CHP’li Birgül Ayman Güler’in parlamentoda anadilde savunma hakkına ilişkin yaptığı konuşma, Kılıçdaroğlu’nun genel başkan oluşundan bugüne partide varolan ulusalcı-özgürlükçü sol ikilemini bir kez daha açığa çıkarttı.
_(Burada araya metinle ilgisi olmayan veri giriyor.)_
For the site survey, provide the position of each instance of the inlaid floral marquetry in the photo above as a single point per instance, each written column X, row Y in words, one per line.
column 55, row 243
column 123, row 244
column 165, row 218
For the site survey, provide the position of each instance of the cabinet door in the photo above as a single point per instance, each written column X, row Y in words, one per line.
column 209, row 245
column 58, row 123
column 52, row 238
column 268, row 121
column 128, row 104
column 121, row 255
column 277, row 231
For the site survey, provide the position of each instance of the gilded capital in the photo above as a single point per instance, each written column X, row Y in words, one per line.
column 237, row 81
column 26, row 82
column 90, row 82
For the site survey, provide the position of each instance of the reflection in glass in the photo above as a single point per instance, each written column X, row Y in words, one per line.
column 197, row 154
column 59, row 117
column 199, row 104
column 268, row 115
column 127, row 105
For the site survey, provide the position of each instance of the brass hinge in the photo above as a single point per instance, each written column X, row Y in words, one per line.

Her ne kadar Güler, sözlerinin akademik bağlamda değerlendirilmesi gerektiğini dillendirse de, mesele bilimsel gerçekliğin nesnelliğiyle açıklanamayacak ölçüde partide Ulusalcı olarak bilinen kesimin Kürt sorununa bakışındaki ilkel öznelliği yansıtmakta.
Partideki ayrışma
Güler’in yaklaşımına parti yönetim kadrolarında destek verenlerin varlığını veri aldığımızda, Baykal sonrası ideolojik kimliğini ağır aksak da olsa yenilemeye, özgürlükçü solun evrenselci okumalarını CHP’de hakim kılmaya çalışan yeni yönetimin, eski CHP’nin Türkiye sosyolojisine ait okumalarını terketmeyenler aracılığılıyla kıskaca alındığını görüyoruz. Öyle olmadığı iddia edilse de, Ulusalcı ve Özgürlükçü Sol şeklindeki ayrışmayı partide yoğunluğu ve politik maliyeti yüksek olan bir ikilem şeklinde düşünmek gerekir.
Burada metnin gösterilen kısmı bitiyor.